This approach is good in terms of speed but poor with regard to false negatives and sensitivity.

[edit] Mass Frontier

Mass Frontier is a software tool for interpretation and management of mass spectra of small molecules. Computer methods for interpretation of mass spectral data in Mass Frontier centre on three fundamental methodologies: library search techniques, expert system procedures and classification methods. Mass Frontier uses automated generation of possible fragments at an expert level, including complete fragmentation and rearrangement mechanisms, starting from a user-supplied chemical structure. This software contains an expert system that automatically extracts a decomposition mechanism for each fragmentation reaction in the fragmentation library and determines the compound class range that the mechanism can be applied to.
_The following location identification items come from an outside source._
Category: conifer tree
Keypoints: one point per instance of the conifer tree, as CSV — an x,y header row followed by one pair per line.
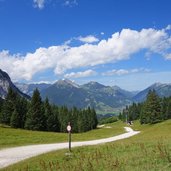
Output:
x,y
35,118
168,110
14,120
8,106
151,112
The expert system applies database mechanisms to a user provided structure and automatically predicts the fragmentation reactions for a given compound. The knowleadge base uses around 30,000 fragmentation schemes that contain around 100,000 reactions collected from mass spectrometry literature.

Mass Frontier also incorporates an automated system for detecting chromatographic components in complex GC/MS, LC/MS or MSⁿ runs and extracting mass spectral signals from closely coeluting components (deconvolution).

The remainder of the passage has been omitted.